U.S., Europe eye Russian assets to assist Ukraine as funding evaporates
The Biden administration is quietly signaling new support for seizing more than $300 billion in Russian central bank assets stashed in Western nations and has begun urgent discussions with allies about using the funds to aid Ukraine’s war effort at a moment when financial support is waning, according to senior American and European officials.
Until recently, Treasury Secretary Janet Yellen had argued that without action by Congress, seizing the funds was “not something that is legally permissible in the United States.” There has also been concern among some top U.S. officials that nations around the world would hesitate to keep their funds at the New York Federal Reserve, or in dollars, if the United States established a precedent for seizing the money.
But the administration, in coordination with the Group of 7 industrial nations, has begun taking another look at whether it can use its existing authorities or if it should seek congressional action to use the funds. Support for such legislation has been building in Congress, giving the Biden administration optimism that it could be granted the necessary authority.
The talks among finance ministers, central bankers, diplomats and lawyers have intensified in recent weeks, officials said, with the Biden administration pressing Britain, France, Germany, Italy, Canada and Japan to come up with a strategy by Feb. 24, the second anniversary of the invasion.
The more than $300 billion of Russian assets under discussion have already been out of Moscow’s control for more than a year. After the invasion of Ukraine, the United States, along with Europe and Japan, used sanctions to freeze the assets, denying Russia access to its international reserves.
But seizing the assets would take matters a significant step further and require careful legal consideration.
President Joe Biden has not yet signed off on the strategy, and many of the details remain under heated discussion. Policymakers must determine if the money will be channeled directly to Ukraine or used to its benefit in other ways.
They are also discussing what kinds of guardrails might be associated with the funds, such as whether the money could be used only for reconstruction and budgetary purposes to support Ukraine’s economy, or whether — like the funds Congress is debating — it could be spent directly on the military effort.
The discussions havetaken on greater urgency since Congress failed to reach a deal to provide military aid before the end of the year. On Tuesday, lawmakers abandoned a lastditch effort amid a stalemate over Republicans’ demands that any aid be tied to a crackdown on migration across the U.S. border with Mexico.
The Financial Times reported earlier that the Biden administration had come around to the view that seizing Russia’s assets was viable under international law.
A senior administration official said this week that even if Congress ultimately reached a deal to pay for more arms for Ukraine and aid to its government, eroding support for the war effort among Republicans and Ukraine’s increasingly precarious military position made it clear that an alternative source of funding was desperately needed.
U.S. officials have said that current funding for the Ukrainians is nearly exhausted, and they are scrambling to find ways to provide artillery rounds and air defenses for the country. With Europe’s own promise of fresh funds also stuck, a variety of new ideas are being debated about how to use the Russian assets, either dipping into them directly, using them to guarantee loans or using the interest income they earn to help Ukraine.

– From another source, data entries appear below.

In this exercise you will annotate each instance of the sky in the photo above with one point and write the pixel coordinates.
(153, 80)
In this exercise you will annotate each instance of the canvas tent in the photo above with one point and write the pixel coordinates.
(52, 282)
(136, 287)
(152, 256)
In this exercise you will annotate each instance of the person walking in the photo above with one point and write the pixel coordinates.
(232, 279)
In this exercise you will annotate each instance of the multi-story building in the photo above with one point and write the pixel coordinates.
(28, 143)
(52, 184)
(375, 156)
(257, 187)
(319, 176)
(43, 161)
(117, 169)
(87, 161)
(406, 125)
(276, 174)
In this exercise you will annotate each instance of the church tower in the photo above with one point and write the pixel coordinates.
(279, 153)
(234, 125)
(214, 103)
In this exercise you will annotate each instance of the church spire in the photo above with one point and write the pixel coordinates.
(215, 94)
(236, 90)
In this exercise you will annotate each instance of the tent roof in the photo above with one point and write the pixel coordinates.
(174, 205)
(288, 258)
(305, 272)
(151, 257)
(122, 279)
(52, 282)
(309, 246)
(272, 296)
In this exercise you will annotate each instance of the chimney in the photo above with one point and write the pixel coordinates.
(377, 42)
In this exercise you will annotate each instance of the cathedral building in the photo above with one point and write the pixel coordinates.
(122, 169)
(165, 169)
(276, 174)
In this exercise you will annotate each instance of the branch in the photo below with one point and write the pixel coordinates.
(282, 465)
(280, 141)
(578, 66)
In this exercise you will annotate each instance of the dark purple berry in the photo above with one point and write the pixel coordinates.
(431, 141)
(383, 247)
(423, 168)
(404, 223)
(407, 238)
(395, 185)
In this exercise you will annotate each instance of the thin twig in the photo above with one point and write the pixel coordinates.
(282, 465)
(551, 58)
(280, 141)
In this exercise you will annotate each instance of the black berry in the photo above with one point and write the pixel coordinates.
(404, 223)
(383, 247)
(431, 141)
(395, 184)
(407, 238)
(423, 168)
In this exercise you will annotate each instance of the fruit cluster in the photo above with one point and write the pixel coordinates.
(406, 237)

“This amount of money that we’re talking about here is simply game-changing,” said Philip Zelikow, a State Department official in both Bush administrations and a senior fellow at Stanford University’s Hoover Institution. “The fight over this money which is occurring is actually in some ways the essential campaign of the war.”
Seizing such a large sum of money from another sovereign nation would be without precedent, and such an action could have unpredictable legal ramifications and economic consequences. It would almost certainly lead to lawsuits and retaliation from Russia.
Ukraine’s president, Volodymyr Zelenskyy, referred to the discussions in a video address to his country last week, saying that “the issue of frozen assets was one of the very important decisions addressed” during his recent talks in Washington. He seemed to suggest that the funds should be directed to arms purchases, adding, “The assets of the terrorist state and its affiliates should be used to support Ukraine, to protect lives and people from Russian terror.”
In a sign that some European countries are ready to move forward with confiscating Russian assets, German prosecutors this week seized about $790 million from the Frankfurt bank account of a Russian financial firm that was under European Union sanctions.